PMI plunges as manufacturing demand and activity deteriorates02 March 2015
The seasonally adjusted Kagiso PURCHASING MANAGERS’ INDEX™ (PMI™) fell by a steeper-than-expected 6.6 index points to 47.6 in February 2015, signalling that the manufacturing sector is taking strain. A 16.2 point decline in the Business Activity Index (to 45.5) was the main driver of the fall in the headline index. According to Abdul Davids, Head of Research at Kagiso Asset Management, January’s figure was artificially high due to seasonal factors and a decline was expected in February, albeit not of the magnitude that was recorded.
“The Business Activity Index has been very volatile since October 2014, swinging by an average of 10.8 points from month-to-month,” says Davids. “This reflects the uncertainty and volatility of the underlying environment as the timing and frequency of load-shedding is unstable. This will remain a key constraint in the manufacturing sector as interruptions in electricity supply affects manufacturers’ ability to produce and directly dampens domestic demand.”
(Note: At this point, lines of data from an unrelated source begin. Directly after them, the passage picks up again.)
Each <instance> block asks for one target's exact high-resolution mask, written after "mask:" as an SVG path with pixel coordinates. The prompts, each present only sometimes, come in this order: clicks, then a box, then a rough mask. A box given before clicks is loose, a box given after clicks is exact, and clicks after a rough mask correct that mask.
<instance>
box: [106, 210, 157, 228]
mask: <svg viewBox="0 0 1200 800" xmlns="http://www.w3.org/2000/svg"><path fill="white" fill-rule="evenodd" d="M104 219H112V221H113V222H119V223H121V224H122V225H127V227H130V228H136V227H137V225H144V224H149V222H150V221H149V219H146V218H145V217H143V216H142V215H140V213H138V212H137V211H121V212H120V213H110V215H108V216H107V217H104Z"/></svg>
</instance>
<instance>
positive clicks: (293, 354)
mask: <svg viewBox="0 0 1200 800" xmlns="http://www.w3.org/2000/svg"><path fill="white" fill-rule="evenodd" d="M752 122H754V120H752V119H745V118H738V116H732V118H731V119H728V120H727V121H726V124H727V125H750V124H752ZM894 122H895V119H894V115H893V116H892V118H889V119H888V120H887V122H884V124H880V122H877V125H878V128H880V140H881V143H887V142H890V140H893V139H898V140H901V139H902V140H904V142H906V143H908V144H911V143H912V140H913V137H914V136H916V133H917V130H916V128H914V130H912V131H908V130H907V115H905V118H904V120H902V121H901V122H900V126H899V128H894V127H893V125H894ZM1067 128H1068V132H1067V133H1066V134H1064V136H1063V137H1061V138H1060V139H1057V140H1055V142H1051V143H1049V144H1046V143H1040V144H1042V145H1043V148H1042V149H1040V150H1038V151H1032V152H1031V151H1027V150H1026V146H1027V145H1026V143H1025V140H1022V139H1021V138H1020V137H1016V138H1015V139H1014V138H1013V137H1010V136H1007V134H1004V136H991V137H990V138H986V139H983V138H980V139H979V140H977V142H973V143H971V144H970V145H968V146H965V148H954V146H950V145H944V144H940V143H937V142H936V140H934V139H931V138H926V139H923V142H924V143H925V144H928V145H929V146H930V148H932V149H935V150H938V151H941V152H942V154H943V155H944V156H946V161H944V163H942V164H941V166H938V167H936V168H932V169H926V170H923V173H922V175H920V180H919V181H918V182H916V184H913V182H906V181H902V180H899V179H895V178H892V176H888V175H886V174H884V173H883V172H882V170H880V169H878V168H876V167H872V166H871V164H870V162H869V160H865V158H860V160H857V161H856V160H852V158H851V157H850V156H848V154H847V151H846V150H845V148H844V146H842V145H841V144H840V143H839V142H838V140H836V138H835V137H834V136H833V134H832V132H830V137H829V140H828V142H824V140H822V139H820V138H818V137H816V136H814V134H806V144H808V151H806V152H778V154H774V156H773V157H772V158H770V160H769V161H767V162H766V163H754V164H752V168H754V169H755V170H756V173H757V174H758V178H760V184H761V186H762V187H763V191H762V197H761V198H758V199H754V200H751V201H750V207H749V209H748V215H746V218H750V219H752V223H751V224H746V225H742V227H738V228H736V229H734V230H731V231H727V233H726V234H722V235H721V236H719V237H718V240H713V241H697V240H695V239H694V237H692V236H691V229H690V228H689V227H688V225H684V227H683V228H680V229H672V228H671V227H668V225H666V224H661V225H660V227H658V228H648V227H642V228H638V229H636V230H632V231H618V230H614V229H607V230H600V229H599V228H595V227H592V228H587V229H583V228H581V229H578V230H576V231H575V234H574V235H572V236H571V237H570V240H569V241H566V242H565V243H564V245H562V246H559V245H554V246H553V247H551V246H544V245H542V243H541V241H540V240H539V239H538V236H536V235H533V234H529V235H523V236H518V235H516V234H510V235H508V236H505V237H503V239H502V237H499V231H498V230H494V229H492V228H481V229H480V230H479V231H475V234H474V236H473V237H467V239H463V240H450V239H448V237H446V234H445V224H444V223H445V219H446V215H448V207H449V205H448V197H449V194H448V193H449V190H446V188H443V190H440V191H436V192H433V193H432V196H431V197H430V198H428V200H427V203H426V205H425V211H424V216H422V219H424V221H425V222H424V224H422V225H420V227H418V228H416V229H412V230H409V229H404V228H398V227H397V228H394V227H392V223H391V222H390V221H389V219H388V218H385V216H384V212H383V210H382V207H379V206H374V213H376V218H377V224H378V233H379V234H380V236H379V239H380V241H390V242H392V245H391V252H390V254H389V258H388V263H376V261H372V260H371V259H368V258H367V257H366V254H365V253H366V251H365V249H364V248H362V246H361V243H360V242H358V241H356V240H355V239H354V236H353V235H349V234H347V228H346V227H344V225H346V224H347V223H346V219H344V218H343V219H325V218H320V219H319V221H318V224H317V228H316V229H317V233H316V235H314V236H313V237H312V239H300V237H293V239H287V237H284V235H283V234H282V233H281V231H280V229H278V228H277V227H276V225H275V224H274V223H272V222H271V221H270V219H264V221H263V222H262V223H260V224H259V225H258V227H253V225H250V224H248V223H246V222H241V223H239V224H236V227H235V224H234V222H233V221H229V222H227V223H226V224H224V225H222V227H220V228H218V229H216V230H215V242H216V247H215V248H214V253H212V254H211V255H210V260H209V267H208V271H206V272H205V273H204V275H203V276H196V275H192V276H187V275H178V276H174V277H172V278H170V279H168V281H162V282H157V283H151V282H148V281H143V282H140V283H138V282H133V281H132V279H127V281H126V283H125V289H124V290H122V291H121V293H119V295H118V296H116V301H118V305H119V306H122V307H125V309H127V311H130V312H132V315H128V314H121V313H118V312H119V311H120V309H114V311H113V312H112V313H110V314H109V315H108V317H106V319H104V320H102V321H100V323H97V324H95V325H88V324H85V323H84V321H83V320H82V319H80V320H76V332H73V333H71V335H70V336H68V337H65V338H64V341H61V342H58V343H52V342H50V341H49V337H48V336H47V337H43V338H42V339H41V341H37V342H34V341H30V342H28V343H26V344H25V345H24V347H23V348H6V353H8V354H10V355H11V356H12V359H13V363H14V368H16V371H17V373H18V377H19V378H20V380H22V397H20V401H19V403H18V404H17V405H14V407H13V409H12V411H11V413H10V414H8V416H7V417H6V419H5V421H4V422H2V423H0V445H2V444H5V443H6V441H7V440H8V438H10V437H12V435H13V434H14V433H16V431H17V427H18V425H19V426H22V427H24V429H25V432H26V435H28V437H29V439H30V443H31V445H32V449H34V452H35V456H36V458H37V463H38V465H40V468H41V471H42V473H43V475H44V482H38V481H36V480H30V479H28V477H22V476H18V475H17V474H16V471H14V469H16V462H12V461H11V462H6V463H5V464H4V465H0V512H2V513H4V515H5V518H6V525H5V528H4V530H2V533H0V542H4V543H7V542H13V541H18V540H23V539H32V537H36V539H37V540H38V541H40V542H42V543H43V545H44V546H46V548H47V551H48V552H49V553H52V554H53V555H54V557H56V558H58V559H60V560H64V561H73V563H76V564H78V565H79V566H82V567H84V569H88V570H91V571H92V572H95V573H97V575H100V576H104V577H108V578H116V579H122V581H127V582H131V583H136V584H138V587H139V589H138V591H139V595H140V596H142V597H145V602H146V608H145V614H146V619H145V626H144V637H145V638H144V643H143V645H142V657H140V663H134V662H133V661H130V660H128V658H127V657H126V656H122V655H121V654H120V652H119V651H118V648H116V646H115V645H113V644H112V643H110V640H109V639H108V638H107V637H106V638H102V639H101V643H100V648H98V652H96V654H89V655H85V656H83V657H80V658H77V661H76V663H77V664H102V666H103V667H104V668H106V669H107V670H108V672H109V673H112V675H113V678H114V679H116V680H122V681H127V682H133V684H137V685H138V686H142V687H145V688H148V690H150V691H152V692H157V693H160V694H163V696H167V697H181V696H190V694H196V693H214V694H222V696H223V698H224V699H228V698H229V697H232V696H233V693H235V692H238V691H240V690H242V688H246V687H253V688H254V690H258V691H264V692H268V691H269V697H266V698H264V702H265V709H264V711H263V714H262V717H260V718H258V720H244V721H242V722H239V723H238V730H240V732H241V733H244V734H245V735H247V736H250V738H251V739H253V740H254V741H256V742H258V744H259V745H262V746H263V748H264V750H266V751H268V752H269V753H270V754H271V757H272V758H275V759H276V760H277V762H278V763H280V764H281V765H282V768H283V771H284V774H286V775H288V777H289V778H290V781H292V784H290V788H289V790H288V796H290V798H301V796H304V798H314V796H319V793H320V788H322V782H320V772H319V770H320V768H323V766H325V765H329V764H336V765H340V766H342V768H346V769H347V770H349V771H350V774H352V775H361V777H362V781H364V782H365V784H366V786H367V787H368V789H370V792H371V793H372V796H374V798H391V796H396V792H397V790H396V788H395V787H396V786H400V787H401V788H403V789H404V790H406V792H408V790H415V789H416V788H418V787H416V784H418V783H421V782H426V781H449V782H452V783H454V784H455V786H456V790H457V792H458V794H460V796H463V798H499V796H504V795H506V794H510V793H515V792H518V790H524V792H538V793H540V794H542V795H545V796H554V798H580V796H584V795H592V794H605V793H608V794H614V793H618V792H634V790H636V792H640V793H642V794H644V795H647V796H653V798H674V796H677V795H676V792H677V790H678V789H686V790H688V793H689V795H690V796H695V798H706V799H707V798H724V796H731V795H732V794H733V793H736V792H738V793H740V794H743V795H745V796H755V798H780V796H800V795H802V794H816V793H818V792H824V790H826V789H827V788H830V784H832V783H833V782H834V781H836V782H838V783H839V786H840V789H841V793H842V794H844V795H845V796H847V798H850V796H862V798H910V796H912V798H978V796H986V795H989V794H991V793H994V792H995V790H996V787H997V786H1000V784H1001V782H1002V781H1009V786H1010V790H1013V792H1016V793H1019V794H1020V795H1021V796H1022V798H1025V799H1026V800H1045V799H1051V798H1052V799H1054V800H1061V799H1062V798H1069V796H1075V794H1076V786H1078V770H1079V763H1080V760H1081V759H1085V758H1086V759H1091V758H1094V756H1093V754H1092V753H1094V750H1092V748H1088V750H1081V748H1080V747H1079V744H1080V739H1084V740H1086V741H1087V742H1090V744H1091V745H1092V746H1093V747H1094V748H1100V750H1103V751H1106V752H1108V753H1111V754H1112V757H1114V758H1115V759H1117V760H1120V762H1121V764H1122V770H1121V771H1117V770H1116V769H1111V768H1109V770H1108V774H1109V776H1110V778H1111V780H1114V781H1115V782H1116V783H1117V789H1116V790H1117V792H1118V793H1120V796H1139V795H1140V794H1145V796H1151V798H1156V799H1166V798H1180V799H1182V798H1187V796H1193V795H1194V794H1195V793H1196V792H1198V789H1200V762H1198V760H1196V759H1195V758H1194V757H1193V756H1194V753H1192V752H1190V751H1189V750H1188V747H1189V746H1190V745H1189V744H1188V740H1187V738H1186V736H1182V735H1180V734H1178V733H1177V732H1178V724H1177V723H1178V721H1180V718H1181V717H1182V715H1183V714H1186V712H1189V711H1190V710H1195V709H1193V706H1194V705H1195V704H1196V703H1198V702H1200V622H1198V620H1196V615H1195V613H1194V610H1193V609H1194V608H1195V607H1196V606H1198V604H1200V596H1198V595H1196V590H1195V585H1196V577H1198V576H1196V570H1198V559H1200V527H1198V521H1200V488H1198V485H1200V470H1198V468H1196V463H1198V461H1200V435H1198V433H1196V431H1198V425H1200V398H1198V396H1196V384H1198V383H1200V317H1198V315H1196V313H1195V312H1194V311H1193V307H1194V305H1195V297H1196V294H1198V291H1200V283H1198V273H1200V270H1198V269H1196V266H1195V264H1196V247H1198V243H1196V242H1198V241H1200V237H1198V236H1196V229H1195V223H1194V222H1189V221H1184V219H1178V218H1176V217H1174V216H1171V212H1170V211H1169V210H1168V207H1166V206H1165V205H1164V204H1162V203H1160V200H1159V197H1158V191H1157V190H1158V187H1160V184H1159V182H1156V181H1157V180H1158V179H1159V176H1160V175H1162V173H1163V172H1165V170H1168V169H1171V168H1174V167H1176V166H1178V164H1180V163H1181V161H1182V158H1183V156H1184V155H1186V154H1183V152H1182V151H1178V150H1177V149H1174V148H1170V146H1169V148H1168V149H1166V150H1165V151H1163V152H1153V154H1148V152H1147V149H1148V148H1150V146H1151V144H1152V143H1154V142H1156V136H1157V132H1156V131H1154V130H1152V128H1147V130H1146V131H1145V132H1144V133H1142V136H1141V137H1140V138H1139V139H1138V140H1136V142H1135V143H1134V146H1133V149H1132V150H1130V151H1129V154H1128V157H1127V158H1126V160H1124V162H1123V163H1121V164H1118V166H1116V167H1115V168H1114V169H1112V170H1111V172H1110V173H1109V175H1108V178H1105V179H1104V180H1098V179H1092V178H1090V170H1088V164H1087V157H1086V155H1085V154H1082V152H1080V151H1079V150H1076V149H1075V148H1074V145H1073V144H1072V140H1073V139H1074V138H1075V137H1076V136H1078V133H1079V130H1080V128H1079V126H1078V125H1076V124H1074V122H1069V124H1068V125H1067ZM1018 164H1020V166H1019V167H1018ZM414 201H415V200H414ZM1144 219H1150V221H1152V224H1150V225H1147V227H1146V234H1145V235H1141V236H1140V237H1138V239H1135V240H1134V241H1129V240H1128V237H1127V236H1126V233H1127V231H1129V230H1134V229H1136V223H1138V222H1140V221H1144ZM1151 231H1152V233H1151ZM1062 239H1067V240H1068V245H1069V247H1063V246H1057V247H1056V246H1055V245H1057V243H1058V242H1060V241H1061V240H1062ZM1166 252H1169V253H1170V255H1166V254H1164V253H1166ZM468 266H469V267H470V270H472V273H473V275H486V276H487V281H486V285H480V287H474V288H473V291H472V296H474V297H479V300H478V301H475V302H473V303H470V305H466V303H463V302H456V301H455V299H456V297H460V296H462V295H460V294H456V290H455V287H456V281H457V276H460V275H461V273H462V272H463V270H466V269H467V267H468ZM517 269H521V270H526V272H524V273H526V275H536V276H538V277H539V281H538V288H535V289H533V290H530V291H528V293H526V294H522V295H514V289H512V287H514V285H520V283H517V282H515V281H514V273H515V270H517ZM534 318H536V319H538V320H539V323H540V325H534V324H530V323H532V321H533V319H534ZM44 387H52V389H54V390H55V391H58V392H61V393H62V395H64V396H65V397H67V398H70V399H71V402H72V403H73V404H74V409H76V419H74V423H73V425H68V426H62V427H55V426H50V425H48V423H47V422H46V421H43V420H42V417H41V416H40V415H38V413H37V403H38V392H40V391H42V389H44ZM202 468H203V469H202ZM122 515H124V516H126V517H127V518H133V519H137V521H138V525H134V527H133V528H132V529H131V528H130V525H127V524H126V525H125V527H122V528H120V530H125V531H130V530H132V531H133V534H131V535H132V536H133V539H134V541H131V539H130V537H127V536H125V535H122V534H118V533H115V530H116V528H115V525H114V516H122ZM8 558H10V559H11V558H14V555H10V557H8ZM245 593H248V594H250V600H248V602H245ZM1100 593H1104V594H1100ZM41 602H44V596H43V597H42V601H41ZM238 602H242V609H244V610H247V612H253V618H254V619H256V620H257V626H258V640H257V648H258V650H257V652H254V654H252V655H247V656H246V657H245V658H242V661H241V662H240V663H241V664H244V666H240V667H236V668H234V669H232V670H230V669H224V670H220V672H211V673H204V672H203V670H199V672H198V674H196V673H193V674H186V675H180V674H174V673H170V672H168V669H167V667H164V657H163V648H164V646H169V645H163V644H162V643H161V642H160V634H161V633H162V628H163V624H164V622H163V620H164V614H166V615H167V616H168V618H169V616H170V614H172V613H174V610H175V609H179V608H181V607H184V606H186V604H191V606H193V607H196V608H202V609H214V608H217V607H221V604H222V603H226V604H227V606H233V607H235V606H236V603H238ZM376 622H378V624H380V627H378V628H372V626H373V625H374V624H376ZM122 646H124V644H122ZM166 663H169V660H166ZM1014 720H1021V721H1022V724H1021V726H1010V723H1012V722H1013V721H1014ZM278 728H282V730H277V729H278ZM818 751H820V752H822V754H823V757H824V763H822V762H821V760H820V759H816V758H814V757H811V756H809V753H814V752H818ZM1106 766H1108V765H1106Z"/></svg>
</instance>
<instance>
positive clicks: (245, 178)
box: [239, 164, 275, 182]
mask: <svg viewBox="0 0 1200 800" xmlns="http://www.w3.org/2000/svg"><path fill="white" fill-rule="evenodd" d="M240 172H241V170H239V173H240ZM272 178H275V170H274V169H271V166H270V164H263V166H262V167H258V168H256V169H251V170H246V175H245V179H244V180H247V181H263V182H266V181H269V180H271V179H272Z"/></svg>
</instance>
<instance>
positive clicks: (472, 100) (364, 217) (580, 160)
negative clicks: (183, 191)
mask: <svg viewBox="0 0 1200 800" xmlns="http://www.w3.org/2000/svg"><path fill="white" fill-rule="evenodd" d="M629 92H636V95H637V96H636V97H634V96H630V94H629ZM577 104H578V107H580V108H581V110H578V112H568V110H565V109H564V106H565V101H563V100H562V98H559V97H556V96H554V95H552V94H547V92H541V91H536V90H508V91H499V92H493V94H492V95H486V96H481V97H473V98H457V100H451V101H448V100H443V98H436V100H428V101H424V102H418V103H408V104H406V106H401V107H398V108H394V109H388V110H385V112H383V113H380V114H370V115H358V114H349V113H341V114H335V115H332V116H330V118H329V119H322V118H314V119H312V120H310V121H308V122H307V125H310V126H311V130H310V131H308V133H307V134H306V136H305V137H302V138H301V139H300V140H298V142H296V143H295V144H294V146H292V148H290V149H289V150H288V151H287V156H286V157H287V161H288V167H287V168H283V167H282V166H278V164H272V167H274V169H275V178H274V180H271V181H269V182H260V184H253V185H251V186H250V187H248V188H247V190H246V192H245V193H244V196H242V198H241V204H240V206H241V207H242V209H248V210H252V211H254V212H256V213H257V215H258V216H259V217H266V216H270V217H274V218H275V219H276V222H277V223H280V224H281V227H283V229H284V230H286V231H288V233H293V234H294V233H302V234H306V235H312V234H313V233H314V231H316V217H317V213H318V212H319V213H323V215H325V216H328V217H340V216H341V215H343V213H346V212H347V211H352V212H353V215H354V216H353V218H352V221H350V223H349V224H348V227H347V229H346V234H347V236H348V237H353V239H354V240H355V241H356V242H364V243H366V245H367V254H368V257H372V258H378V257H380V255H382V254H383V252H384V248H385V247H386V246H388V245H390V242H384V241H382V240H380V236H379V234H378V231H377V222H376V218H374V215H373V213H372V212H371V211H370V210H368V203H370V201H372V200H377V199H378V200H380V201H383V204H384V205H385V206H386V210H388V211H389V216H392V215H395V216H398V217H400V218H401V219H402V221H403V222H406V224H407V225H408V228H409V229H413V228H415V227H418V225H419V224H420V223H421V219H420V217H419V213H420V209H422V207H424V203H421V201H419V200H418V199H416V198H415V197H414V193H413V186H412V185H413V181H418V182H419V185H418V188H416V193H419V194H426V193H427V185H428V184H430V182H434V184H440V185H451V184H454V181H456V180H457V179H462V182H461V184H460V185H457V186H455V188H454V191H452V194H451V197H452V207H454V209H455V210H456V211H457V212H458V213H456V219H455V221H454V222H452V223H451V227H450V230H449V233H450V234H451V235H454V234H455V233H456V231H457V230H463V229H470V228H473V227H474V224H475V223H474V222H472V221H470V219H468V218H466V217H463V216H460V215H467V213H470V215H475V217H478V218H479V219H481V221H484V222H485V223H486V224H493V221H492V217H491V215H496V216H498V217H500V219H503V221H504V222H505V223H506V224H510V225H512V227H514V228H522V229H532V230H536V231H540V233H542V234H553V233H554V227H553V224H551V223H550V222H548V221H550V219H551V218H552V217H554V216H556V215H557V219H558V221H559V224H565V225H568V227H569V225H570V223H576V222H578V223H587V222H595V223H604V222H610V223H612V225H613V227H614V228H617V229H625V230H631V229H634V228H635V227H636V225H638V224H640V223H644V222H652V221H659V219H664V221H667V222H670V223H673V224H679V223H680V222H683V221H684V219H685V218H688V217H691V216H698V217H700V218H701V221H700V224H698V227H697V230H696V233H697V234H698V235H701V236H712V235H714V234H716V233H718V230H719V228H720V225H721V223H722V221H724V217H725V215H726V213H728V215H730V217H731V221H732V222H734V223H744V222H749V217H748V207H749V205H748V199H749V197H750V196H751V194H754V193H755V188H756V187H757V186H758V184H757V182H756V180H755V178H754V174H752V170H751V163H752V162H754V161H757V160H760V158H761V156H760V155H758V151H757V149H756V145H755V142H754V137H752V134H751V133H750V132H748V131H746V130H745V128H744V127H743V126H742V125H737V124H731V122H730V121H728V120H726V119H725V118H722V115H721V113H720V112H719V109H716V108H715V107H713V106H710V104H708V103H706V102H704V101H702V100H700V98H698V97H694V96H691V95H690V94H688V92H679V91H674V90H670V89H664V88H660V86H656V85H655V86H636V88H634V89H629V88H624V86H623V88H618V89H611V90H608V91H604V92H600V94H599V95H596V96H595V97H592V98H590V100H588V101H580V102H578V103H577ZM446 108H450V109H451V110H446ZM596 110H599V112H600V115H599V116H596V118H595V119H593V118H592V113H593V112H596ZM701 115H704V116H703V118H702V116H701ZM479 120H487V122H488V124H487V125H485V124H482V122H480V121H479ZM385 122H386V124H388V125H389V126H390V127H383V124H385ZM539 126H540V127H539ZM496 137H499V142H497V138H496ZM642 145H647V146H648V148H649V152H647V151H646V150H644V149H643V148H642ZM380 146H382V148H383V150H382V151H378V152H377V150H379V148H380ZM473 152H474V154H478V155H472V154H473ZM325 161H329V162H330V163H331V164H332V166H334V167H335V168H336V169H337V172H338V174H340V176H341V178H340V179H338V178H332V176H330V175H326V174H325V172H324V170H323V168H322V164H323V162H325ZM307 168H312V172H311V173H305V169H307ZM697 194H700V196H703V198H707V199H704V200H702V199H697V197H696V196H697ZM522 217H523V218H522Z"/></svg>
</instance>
Over the period, the New Sales Orders Index fell by 4.4 points to 49.3. Davids points out that this decline was likely driven by domestic factors as the global manufacturing picture improved during February. The Employment Index slumped even further and is now at 43 index points. While the Inventories Index declined from its exceptionally high level in January, at 53.3 it remains in positive territory.
The Price Index continued to signal a slowdown in the rate of increases in input costs. The index measured 60.4 points, which is more than 30 points below the level recorded a year ago. However, Davids cautions that the Price Index (and actual producer price inflation) could bounce back in coming months. “The oil price picked up during February and this, coupled with a weaker rand exchange rate, means that petrol and diesel prices will rise by 96c/litre and 74c/litre respectively on Wednesday,” he says. “A further increase is expected in April on the back of the higher fuel levy and the increase in the contribution to the Road Accident Fund. In addition, electricity prices will rise in the coming months, which suggests that input cost pressures could intensify for manufacturers going forward.”
Yet despite current setbacks, purchasing managers remain surprisingly optimistic about the future as the index measuring expected business conditions in 6 months’ time only fell to 64.4 from 66.9 index points. Despite the fall in new sales orders, the PMI leading indicator nudged up. However, the indicator remained below 1, which suggests that a quick output recovery is unlikely.